Le Projet 1619, qui rejette le caractère progressiste de la Révolution américaine et de la guerre civile et qui écarte la lutte interraciale contre l'esclavage et l'inégalité raciale, a été un cadeau pour la droite. Il a permis à Trump et à ses acolytes fascistes – qui ont cherché à faire un coup d'État et à renverser la Constitution le 6 janvier – de se poser en défenseurs de l'héritage démocratique de l'Amérique.

Avec toutes les ressources et les rédacteurs du journal derrière lui, le Projet 1619 s'est avéré n'être rien de plus qu'un exercice de falsification racialiste de l'histoire américaine. Lorsque le mauvais journalisme du Projet 1619 a été révélé par le World Socialist Web Site, Hannah-Jones a prétendu écrire l'histoire. Et lorsque son histoire bâclée a été démolie par d'éminents historiens américains, elle a déclaré que ce n'était qu'un travail de journalisme.

En fait, Hannah-Jones n'est ni une journaliste ni une historienne. C'est une célébrité, quelqu'un qui est célèbre pour être célèbre. Elle a été créée et promue par le New York Times comme le visage public d'un effort de racialisation de l'histoire américaine et du discours politique. Toutes les récompenses qu'elle a reçues n'ont été basées sur rien d'autre que le besoin d'étayer ce faux récit.

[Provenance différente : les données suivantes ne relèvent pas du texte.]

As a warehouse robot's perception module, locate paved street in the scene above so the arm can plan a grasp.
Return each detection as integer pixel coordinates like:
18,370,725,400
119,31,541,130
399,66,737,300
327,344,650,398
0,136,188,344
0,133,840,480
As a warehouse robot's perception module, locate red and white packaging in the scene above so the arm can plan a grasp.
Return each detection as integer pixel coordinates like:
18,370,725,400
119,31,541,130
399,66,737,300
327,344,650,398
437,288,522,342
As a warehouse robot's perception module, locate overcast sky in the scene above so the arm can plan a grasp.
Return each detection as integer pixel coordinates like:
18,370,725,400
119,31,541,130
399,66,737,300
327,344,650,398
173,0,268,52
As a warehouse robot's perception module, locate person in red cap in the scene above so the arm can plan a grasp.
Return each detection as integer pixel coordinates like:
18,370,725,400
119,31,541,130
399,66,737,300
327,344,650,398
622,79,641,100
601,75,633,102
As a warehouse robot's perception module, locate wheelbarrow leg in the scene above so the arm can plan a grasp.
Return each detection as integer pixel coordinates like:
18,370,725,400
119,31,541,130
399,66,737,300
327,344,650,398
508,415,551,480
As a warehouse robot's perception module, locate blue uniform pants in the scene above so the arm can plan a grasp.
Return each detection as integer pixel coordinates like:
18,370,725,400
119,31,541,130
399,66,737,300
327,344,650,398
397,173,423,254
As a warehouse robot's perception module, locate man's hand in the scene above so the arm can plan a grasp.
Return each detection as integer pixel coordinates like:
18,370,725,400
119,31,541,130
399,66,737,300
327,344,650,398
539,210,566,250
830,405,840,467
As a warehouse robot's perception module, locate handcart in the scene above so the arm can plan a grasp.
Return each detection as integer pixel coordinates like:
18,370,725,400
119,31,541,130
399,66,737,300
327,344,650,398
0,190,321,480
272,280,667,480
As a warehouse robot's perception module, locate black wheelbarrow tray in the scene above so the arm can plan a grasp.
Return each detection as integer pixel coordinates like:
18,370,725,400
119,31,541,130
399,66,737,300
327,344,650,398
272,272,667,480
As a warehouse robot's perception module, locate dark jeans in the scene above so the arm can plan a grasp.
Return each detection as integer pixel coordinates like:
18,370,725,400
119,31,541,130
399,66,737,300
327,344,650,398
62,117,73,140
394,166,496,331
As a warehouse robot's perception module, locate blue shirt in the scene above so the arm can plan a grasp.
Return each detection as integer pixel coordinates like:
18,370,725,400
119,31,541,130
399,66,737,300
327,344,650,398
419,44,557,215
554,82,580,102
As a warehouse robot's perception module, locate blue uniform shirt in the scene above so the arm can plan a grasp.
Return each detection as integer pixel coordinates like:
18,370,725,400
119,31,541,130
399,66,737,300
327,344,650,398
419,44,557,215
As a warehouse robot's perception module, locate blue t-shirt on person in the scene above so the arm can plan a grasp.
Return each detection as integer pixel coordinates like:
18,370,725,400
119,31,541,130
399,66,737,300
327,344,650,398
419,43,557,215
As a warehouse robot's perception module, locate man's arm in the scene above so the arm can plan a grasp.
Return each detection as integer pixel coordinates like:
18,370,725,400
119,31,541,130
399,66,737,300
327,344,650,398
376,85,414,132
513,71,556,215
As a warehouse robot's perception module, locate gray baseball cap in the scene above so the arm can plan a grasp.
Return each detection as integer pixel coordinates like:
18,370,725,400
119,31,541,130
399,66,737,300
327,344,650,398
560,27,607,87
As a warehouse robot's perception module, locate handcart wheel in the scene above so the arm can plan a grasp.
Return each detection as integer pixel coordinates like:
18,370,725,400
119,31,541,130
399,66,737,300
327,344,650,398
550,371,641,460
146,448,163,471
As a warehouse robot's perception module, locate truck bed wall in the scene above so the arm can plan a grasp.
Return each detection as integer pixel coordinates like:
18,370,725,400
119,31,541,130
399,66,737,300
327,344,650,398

Loin d'être marginalisée, Hannah-Jones fait l'objet d'investissements considérables. L'enjeu est de taille pour toutes les entreprises et les investisseurs milliardaires impliqués. Une seule conférence Zoom en ligne en février a rapporté à Hannah-Jones un chèque de 25.000 dollars. Qu'il s'agisse de contrats de livres avec les éditeurs de Random House, One World et Kokila, ou de contrats de films, de télévision et de documentaires avec Oprah, Lionsgate et Hulu, propriété de Disney, le Projet 1619 est en train de devenir une opération lucrative majeure.